# Ford 2000 water temp gage



## Larf (May 11, 2012)

I have a Ford 2000 3 cyl gas with inop water temp gage. I would like to repair or replace the water temp gage..

Actually, the whole instrument cluster doesn't work, but I don't consider the other gages (tach and fuel) to be essential. 

Any suggestions? Repair or replace and how to begin?


----------



## Hacke (Feb 22, 2011)

Since none of the gauges work, I would check the electrical wiring first.

Undo the four screws in the white frame on instrument cluster.
You will now be able to pull the cluster up and out of the hood.
The tachometer cable (and perhaps electrical wiring harness) may be clamped to the hood, check under hood and loosen if necessary.

Look at the behind of cluster, here is a description on what goes where:
http://www.tractorforum.com/f203/72-ford-4000-a-22050/ post #11

If everything looks alright and it still not work, check the voltage stabilizer.

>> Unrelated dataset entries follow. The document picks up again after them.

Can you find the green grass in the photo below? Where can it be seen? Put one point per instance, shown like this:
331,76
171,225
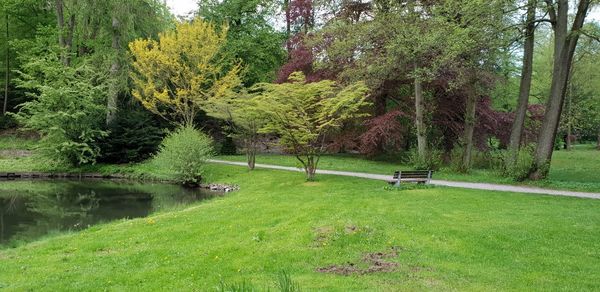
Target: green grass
449,239
571,170
577,170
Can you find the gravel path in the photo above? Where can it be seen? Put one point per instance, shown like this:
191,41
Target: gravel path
455,184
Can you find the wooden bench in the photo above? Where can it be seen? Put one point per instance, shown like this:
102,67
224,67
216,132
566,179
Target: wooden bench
419,176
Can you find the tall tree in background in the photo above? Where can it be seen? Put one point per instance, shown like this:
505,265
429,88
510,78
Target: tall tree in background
305,114
176,76
251,36
565,42
20,21
525,84
7,73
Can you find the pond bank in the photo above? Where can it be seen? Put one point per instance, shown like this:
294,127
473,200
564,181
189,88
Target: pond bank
101,176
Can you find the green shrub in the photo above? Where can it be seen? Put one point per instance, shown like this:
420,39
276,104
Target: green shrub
7,122
479,159
517,170
133,137
228,147
67,107
431,161
184,152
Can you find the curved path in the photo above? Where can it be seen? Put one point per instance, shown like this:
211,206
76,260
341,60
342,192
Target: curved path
455,184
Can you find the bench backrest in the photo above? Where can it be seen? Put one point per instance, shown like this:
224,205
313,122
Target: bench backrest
413,174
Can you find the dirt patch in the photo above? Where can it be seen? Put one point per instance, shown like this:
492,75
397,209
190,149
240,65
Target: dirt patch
376,262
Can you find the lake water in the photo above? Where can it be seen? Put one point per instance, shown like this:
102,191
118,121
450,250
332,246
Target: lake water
32,209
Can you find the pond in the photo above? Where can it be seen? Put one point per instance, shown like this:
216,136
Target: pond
33,209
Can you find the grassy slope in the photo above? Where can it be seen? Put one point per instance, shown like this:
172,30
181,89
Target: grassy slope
571,170
449,239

Here are wiring diagrams: http://www.fordsontractorpages.nl/phpbb3/viewtopic.php?f=4&t=2963
Note that there is one for the tractors assembled in USA (the tractor´s serial number starts with a "C") and the tractors assembled in Europe (starts with "A" or "B").


----------



## Larf (May 11, 2012)

Hacke, Thanks for quick and clear response. I'll work on this on the weekend, and advise if I'm successful, or have more questions.


----------